Abro esta reflexión con una de mis citas de cabecera, inestimable perla del maestro del estoicismo, Séneca: «A algunos se los considera grandes porque también se cuenta el pedestal»
¡Cuanta puntería y concisión!
La mayor grandeza reside en alcanzar el máximo potencial de uno mismo, trabajar en la expresión del talento y hacer de ello el principal –si no el único– propósito en la vida. Esa facultad nunca procede del exterior, como tampoco depende de ello. La insufrible encumbración de la mediocridad cohíbe todo intento de búsqueda de excelencia, de sublimidad. Es gran verdad –como decía Albert Einstein– que todos los grandes de espíritu se han encontrado con la oposición del mediocre. El elogio a la vulgaridad ha depreciado el arte y ha humillado el talento. Pero como sucede que la franqueza no suele hacer concesiones al halago, y a nadie le gusta desagradar, es preferible optar por el cinismo. Sin embargo, es sólo la objeción razonada, documentada y respetuosa, la que puede abrir nuevas vías al perfeccionamiento, a la evolución y el crecimiento personales.
Pero también es cierto que nada grande se consigue sin entusiasmo, sin ilusión, sin pasión, y pese a que las emociones del individuo sensible fluctúan atendiendo a su propia naturaleza humana, sólo los elegidos aprenden de sus errores, mientras que los mediocres los justifican o incluso los niegan. La condición de grandeza se gana con responsabilidad, y en solitario. No entiende de más alegato que una incesante búsqueda de respuestas a sus preguntas, una tenaz y casi obsesiva persecución de lo que es auténtico y puro, de esa verdad que incomoda porque exige, que no se esconde porque es demasiado abrumadora. Como el solitario cometa, cuenta con una total e imperiosa determinación en el empeño de su objetivo, dedicando todo su tiempo a su pasión, olvidándose frecuentemente de comer o dormir, algo que queda supeditado al motivo central de su obsesión, su gran adicción. Nunca dejan de trabajar porque sin esfuerzo, el talento se marchita. Representan la expresión más solemne de la dualidad entre amor y odio, represión y libertad, bien y mal, porque es así como suelen sobrellevar su ascetismo. Su relación con la sociedad es insólita; su aportación a ella, excepcional.
La única aspiración del cuerpo celeste es su propia órbita, su halo, su fulgurante resplandor, su voluntario destierro en medio del firmamento, su gran arrojo. Un imprudente acercamiento al sol merma su magnitud y perturba su trayectoria. Cuando toda su sustancia volátil se sublima, el cometa se apaga para siempre, como también se extingue el último rescoldo de ingenio cuando la pasión cede paso a la ambición desmedida.
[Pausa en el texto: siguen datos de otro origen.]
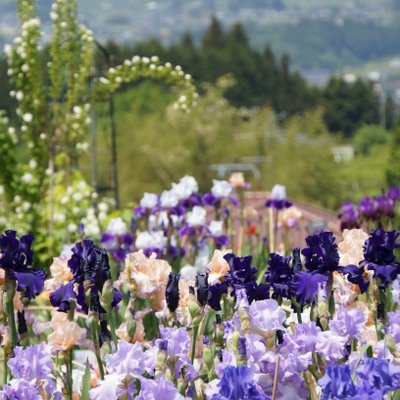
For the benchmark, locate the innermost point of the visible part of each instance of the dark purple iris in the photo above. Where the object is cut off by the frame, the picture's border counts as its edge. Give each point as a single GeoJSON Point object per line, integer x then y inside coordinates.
{"type": "Point", "coordinates": [278, 204]}
{"type": "Point", "coordinates": [172, 291]}
{"type": "Point", "coordinates": [241, 270]}
{"type": "Point", "coordinates": [379, 255]}
{"type": "Point", "coordinates": [215, 293]}
{"type": "Point", "coordinates": [321, 255]}
{"type": "Point", "coordinates": [305, 286]}
{"type": "Point", "coordinates": [355, 275]}
{"type": "Point", "coordinates": [242, 275]}
{"type": "Point", "coordinates": [221, 241]}
{"type": "Point", "coordinates": [16, 259]}
{"type": "Point", "coordinates": [279, 275]}
{"type": "Point", "coordinates": [90, 266]}
{"type": "Point", "coordinates": [237, 383]}
{"type": "Point", "coordinates": [202, 288]}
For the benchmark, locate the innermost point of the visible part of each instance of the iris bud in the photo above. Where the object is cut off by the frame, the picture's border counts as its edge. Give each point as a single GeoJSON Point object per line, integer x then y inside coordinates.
{"type": "Point", "coordinates": [172, 291]}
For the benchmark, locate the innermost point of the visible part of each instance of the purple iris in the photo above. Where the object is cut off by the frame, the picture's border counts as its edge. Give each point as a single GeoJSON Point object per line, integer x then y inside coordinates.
{"type": "Point", "coordinates": [19, 389]}
{"type": "Point", "coordinates": [172, 291]}
{"type": "Point", "coordinates": [237, 384]}
{"type": "Point", "coordinates": [337, 383]}
{"type": "Point", "coordinates": [279, 275]}
{"type": "Point", "coordinates": [378, 375]}
{"type": "Point", "coordinates": [16, 257]}
{"type": "Point", "coordinates": [379, 255]}
{"type": "Point", "coordinates": [278, 204]}
{"type": "Point", "coordinates": [241, 270]}
{"type": "Point", "coordinates": [88, 263]}
{"type": "Point", "coordinates": [305, 286]}
{"type": "Point", "coordinates": [321, 255]}
{"type": "Point", "coordinates": [355, 275]}
{"type": "Point", "coordinates": [243, 275]}
{"type": "Point", "coordinates": [216, 291]}
{"type": "Point", "coordinates": [348, 216]}
{"type": "Point", "coordinates": [384, 206]}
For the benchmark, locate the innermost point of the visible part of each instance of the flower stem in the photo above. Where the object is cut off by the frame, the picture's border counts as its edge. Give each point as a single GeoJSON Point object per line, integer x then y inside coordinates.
{"type": "Point", "coordinates": [11, 320]}
{"type": "Point", "coordinates": [95, 333]}
{"type": "Point", "coordinates": [5, 368]}
{"type": "Point", "coordinates": [112, 327]}
{"type": "Point", "coordinates": [68, 362]}
{"type": "Point", "coordinates": [194, 339]}
{"type": "Point", "coordinates": [275, 386]}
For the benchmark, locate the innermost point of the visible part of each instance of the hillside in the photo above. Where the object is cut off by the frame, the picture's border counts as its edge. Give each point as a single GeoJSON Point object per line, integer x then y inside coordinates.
{"type": "Point", "coordinates": [317, 35]}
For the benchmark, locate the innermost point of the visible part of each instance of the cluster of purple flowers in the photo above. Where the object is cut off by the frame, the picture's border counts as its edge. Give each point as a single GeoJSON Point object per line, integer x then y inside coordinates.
{"type": "Point", "coordinates": [282, 330]}
{"type": "Point", "coordinates": [376, 209]}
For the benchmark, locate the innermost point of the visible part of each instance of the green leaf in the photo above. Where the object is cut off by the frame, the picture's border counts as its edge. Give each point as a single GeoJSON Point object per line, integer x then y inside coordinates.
{"type": "Point", "coordinates": [86, 382]}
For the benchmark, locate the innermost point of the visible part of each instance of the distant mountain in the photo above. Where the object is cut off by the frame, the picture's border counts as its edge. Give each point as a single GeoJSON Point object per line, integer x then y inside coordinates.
{"type": "Point", "coordinates": [317, 34]}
Este reducto de arte casto donde van a dormir los poetas del quehacer creativo huele a leyenda, pero tiene domicilio.
Clandestino nido de cóndores, en lo más alto de las montañas, el espectáculo de la visión del mundo que sobrevuela es tan imponente como insignificantes sus frivolidades. Me ha perturbado la perfección de lienzos creados en talleres tan minúsculos que me recordaban a las madrigueras de los conejos. He vivido una experiencia inestimable contemplando un óleo sobre madera en un callejón de una calle de nadie, que ni siquiera estaba en venta.
Hay grandes creadores en este mundo, y ahora. Hay mucha belleza aquí, pero para descubrirla hay que permanecer en la oscuridad de la noche, sin contaminación mundana, sin prejuicios, con ansia. Contemplar el cielo de noche, cuando todo calla, abre la puerta a la esperanza de una experiencia única e irremplazable, de un momento intangible y reconfortante de gloria. Hay talento por aquí, arte de buena cuna, y no está lejos, pero no basta con mirar: hay que ver.